Antibiotics have been one of the most important discoveries of the 20th century. Indeed, they are indispensable not only in treating everyday bacterial infections, but also helping save millions of lives and controlling the spread of infectious diseases. However, the overuse or inappropriate use of these medications poses a serious threat of antimicrobial resistance. Despite public health initiatives to raise awareness and reduce unnecessary antibiotics prescriptions, healthcare providers continue to prescribe these medications at high rates.

Over the past two years, Express Scripts has partnered with Washington University and the Centers for Disease Control and Prevention (CDC) to examine the use of antibiotics to better understand antibiotic prescribing patterns and identify ways to improve appropriateness use, thereby eliminating waste and potential harm to patients.

Antibiotic Use Not Declining

New research published in the Journal of Infection Control and Hospital Epidemiology examined nearly 98 million antibiotic prescriptions over a three-year period between 2013 and 2015. The study found that overall antibiotic prescription use did not decline during this period, despite efforts to better educate prescribers and patients about overuse of antibiotics.

We did observe seasonal peaks in antibiotic prescribing, with higher usage for certain antibiotics in the winter months. Antibiotics frequently associated with management of upper respiratory tract infections, such as azithromycin, were the ones prescribed at higher rates during the winter months, which coincide with the flu season. These trends may indicate unnecessary use of antibiotics to treat viral infections, for which they are not effective.

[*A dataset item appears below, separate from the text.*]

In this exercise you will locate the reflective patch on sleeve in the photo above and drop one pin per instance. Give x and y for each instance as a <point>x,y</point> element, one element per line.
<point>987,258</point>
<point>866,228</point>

Antibiotics are not expensive, costing only $23 per year per beneficiary according to the study. However, the total amount spent by insurers and patients on these drugs was nearly $1 billion annually. According to the CDC, 30% of antibiotics prescribed are unnecessary, which indicates that millions of dollars are wasted each year on inappropriate antibiotic use. The medical consequences of antibiotic overuse are more significant and can lead to unnecessary hospitalizations and other medical care, and potential harm to patients, which adds further economic burden on payers and the health care system.

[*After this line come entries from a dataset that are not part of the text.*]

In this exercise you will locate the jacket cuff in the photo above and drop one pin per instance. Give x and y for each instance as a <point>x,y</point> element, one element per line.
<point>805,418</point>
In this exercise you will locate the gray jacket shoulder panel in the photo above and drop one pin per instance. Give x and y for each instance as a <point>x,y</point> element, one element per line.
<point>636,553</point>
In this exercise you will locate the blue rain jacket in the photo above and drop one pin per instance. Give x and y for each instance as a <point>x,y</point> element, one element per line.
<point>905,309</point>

Turning research into action

Building on this and other published research resulting from our partnership that found dentists prescribing large quantities of antibiotics for prolonged durations, we are focused on turning our research insights into action.

Our previous study evaluating dental antibiotic prescribing practices that was published in the Journal of the American Dental Association has gained the attention of the American Dental Association (ADA). Dr. Michael Durkin, our research partner at Washington University, will be participating on an expert panel convened by the ADA to define the scope, purpose, target audience and clinical questions for the 2018 Antibiotic Therapeutics Clinical Practice Guideline.

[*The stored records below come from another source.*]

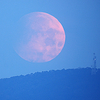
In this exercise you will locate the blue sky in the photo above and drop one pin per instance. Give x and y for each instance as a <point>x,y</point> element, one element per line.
<point>81,22</point>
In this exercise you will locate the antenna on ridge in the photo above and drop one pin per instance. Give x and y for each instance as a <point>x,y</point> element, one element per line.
<point>94,64</point>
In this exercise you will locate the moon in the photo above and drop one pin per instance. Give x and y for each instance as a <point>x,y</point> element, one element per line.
<point>40,37</point>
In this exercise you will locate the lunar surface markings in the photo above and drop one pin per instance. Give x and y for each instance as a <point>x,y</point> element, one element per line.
<point>42,38</point>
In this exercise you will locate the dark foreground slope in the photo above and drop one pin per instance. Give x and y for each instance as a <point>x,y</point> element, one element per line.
<point>72,84</point>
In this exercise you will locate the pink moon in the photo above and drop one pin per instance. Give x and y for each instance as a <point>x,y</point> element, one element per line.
<point>41,37</point>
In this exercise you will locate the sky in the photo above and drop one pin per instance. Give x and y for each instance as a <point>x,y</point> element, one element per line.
<point>80,20</point>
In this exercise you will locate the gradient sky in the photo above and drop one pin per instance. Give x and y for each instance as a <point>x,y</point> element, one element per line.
<point>81,22</point>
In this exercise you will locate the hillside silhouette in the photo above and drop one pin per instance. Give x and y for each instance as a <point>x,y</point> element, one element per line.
<point>70,84</point>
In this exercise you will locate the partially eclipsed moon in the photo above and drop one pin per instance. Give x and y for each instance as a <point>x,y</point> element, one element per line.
<point>41,37</point>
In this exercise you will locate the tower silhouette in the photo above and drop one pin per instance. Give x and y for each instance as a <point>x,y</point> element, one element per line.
<point>94,70</point>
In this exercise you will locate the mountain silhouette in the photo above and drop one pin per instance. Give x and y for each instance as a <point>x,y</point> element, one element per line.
<point>70,84</point>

Additionally, we have had preliminary discussions with the Minnesota Department of Health to examine clostridium difficile infections and pilot test an antibiotic stewardship program – a quality improvement project to improve appropriate prescribing in outpatient settings.

We continue to work with Dr. Durkin and the CDC to conduct further studies to identify and understand the gap between current antibiotic prescribing practices in the community and clinical practice guidelines, with the goal of substantially improving outpatient antibiotic prescribing.